Проснулся он среди ночи от жажды. В хате было темно, только лампада теплилась перед иконами. Егор встал, прошлёпал босиком к рукомойнику в углу, нащупал ковш, зачерпнул воды. Напившись, машинально глянул в мутное, старое зеркало над умывальником.
Отражение смотрело на него. Своё лицо, своё – усталое, небритое. Но что-то было не так. Егор всмотрелся: отражение моргнуло на мгновение позже, чем он сам. Будто повторяло за ним, но с ленцой, нехотя. Егор замер, перестал дышать. Отражение тоже замерло. Тогда Егор медленно поднял руку. Отражение подняло руку – вовремя, синхронно. Наверное, показалось.
Он уже хотел отвернуться, как вдруг заметил: отражение смотрит не на него, а чуть в сторону, туда, где за его спиной была кровать.
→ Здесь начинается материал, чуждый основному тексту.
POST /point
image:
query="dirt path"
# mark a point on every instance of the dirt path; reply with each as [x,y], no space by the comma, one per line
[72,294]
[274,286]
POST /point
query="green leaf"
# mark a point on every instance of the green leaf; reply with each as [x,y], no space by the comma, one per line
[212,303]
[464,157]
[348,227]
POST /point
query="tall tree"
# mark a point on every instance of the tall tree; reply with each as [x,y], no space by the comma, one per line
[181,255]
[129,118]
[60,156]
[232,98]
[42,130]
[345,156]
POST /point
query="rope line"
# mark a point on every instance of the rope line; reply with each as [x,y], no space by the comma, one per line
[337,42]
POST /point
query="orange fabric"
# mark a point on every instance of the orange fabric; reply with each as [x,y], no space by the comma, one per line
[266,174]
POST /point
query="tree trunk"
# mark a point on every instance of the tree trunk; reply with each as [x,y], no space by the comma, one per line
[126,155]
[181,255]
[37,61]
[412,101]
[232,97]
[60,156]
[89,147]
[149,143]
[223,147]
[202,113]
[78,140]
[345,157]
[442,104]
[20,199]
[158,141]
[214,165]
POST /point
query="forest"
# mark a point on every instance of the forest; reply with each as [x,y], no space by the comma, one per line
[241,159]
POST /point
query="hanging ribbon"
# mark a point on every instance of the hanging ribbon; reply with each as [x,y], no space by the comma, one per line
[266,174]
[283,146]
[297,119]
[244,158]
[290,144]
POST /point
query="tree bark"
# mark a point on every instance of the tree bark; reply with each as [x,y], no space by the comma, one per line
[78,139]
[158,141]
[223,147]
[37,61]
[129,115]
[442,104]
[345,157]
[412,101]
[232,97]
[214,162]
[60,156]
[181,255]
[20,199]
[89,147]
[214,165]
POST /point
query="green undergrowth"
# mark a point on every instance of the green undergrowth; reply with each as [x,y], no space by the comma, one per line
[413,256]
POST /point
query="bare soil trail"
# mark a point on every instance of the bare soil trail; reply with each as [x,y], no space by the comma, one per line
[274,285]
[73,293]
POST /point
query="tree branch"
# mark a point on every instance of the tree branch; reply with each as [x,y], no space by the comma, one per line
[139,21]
И губы его шевелились, беззвучно произнося что-то.
Егор резко обернулся.
На кровати, на той самой, где он только что лежал, под одеялом, был заметен контур. Женский. Лежащий на боку, с подогнутыми коленями, с рукой, подложенной под голову. Та самая поза.
Он рванул одеяло.
Пусто. Только вмятина на подушке – глубокая, свежая, будто секунду назад там лежала голова. И простыня под ней – мокрая. Холодная. Пахнущая яблоками.
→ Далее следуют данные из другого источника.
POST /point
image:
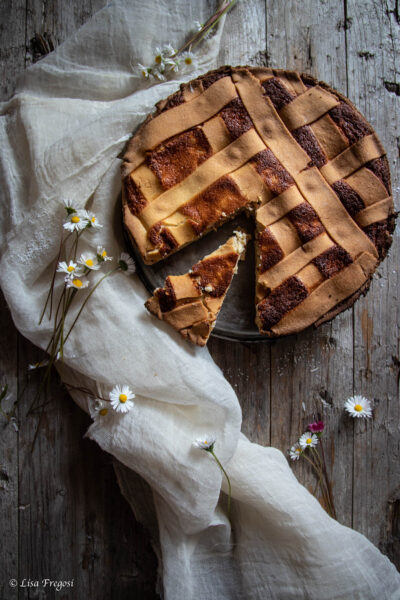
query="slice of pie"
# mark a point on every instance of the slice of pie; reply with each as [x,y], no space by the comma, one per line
[190,303]
[286,148]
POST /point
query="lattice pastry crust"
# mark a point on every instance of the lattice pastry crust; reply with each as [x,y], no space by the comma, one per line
[290,150]
[190,303]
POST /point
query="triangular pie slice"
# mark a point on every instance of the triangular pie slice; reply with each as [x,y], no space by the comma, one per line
[190,303]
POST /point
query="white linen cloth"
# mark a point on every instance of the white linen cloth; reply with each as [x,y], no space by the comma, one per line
[60,137]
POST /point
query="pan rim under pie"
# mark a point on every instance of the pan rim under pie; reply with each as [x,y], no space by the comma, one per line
[288,149]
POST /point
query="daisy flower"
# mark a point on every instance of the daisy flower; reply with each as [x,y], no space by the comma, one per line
[143,71]
[126,264]
[316,427]
[162,53]
[76,221]
[205,443]
[101,408]
[89,261]
[189,60]
[76,283]
[173,64]
[68,268]
[308,440]
[358,406]
[102,255]
[68,207]
[121,398]
[295,451]
[91,220]
[159,75]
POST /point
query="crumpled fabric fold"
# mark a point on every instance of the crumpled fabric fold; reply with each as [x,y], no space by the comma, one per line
[61,136]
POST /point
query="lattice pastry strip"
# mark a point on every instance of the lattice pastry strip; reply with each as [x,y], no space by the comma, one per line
[286,146]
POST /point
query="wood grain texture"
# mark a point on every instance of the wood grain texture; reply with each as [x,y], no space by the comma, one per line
[373,56]
[63,515]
Егор снова глянул в зеркало. Отражение стояло на месте, обычное, своё. Но ковш, который он поставил на край умывальника, в отражении стоял в другом месте – на полке, ниже. И в нижнем углу зеркала, там, где трещина расходилась паутиной, висела капля воды. Одна. Она медленно ползла вверх. Против гравитации.
Егор смотрел на эту каплю, и она смотрела на него. Потом капля сорвалась – вверх, в трещину – и исчезла. Зеркало стало чистым. В комнате – тихо.
Он постоял ещё немного, потом повернулся, лёг на кровать – на сухое место, подальше от влажного пятна – и закрыл глаза. Заснул он не скоро. А когда заснул, ему снова приснилась Катерина. Только теперь она стояла у колодца. Босая, в белом, мокрая. И улыбалась. И звала его.
Не голосом – руками. Протягивала их к нему, ладони вверх, как просят милостыню. И на ладонях у неё была вода. Чёрная. Густая. И в этой воде отражалось небо – но не то, что над хутором, а другое. Беззвёздное. Пустое.
Проснулся он от того, что за окном орали петухи, а в хате пахло блинами.
И сердце колотилось от счастья, пока он не вспомнил.